Two particles each have a mass of 5.5 10-3 kg. One has a charge of +4.8 10-6 C, and the other has a charge of -4.8 10-6 C. They are initially held at rest at a distance of 0.88 m apart. Both are then released and accelerate toward each other. How fast is each particle moving when the separation between them is one-third its initial value?

To solve this problem, we can use the principles of conservation of energy and the law of conservation of linear momentum. Here are the steps to calculate the final velocity of each particle:

Step 1: Calculate the initial potential energy
The initial potential energy (U_initial) between the two particles is given by the equation:

U_initial = k * (q1 * q2) / r_initial

Where,
k = Coulomb's constant = 8.99 × 10^9 N m²/C²
q1 = charge of the first particle = +4.8 × 10^-6 C
q2 = charge of the second particle = -4.8 × 10^-6 C
r_initial = initial separation distance = 0.88 m

Substituting the values:

U_initial = (8.99 × 10^9 N m²/C²) * ((4.8 × 10^-6 C) * (-4.8 × 10^-6 C)) / (0.88 m)
U_initial = -191.92 J (negative sign indicates that the potential energy is attractive)

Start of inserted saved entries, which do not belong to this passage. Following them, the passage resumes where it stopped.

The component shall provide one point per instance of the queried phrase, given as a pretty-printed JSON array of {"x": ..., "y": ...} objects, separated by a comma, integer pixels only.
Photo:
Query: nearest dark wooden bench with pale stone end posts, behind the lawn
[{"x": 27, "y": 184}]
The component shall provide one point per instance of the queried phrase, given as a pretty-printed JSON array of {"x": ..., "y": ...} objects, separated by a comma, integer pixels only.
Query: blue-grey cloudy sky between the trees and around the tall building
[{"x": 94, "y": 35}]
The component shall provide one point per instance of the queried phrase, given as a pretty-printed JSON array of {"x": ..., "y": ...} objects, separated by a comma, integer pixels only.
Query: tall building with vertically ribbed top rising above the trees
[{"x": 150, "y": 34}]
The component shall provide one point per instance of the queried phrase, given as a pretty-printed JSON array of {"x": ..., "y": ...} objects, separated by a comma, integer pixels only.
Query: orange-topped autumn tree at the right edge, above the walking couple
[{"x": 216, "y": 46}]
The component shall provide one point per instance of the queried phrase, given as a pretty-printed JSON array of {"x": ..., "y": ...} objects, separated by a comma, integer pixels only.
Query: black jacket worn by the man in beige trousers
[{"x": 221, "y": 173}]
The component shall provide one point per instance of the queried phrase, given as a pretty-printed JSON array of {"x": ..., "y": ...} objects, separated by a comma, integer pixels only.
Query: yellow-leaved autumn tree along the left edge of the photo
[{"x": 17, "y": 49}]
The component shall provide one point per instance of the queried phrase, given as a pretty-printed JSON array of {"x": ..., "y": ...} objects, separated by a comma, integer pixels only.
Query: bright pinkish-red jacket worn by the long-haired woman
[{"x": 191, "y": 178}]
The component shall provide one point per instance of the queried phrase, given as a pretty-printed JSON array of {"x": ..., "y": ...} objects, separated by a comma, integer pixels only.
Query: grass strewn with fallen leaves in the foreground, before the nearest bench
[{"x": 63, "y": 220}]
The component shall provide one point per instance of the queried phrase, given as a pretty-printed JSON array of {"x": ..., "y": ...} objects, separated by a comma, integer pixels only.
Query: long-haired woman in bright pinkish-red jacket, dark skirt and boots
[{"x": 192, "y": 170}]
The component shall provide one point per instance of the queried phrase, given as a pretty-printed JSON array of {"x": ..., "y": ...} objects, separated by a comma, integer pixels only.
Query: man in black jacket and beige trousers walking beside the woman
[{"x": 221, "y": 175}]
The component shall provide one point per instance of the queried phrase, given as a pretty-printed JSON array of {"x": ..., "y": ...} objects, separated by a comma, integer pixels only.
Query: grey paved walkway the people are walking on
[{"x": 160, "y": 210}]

Step 2: Calculate the final potential energy
The final potential energy (U_final) between the two particles, when the separation distance is one-third its initial value, can be calculated using the formula:

U_final = k * (q1 * q2) / r_final

Where,
r_final = one-third of the initial separation distance = 0.88 m / 3 = 0.293 m

Substituting the values:

U_final = (8.99 × 10^9 N m²/C²) * ((4.8 × 10^-6 C) * (-4.8 × 10^-6 C)) / (0.293 m)
U_final = -1,204.51 J

Step 3: Apply conservation of energy
According to the law of conservation of energy, the initial potential energy will be converted into the final kinetic energy of the particles:

U_initial = KE_particle1 + KE_particle2

Where,
KE_particle1 = kinetic energy of particle 1
KE_particle2 = kinetic energy of particle 2

Substituting the values:

-191.92 J = (1/2) * m1 * v1² + (1/2) * m2 * v2²

Since both particles have the same mass (m1 = m2 = 5.5 × 10^-3 kg), we can write:

-191.92 J = (1/2) * (5.5 × 10^-3 kg) * v1² + (1/2) * (5.5 × 10^-3 kg) * v2²

Step 4: Apply conservation of linear momentum
According to the law of conservation of linear momentum, the initial momentum of the system will be conserved during the interaction:

p_initial = p_final

Where,
p_initial = initial momentum of the system = m1 * v1_initial + m2 * v2_initial
p_final = final momentum of the system = m1 * v1_final + m2 * v2_final

Since both particles start from rest, the initial momentum of the system is zero. Therefore, the final momentum of the system is also zero. This can be written as:

m1 * v1_final + m2 * v2_final = 0

Substituting the values:

(5.5 × 10^-3 kg) * v1_final + (5.5 × 10^-3 kg) * v2_final = 0

Step 5: Solve the equations
We now have two equations:

Equation 1: -191.92 J = (1/2) * (5.5 × 10^-3 kg) * v1² + (1/2) * (5.5 × 10^-3 kg) * v2²
Equation 2: (5.5 × 10^-3 kg) * v1_final + (5.5 × 10^-3 kg) * v2_final = 0

We can solve these two equations simultaneously to find the values of v1 and v2.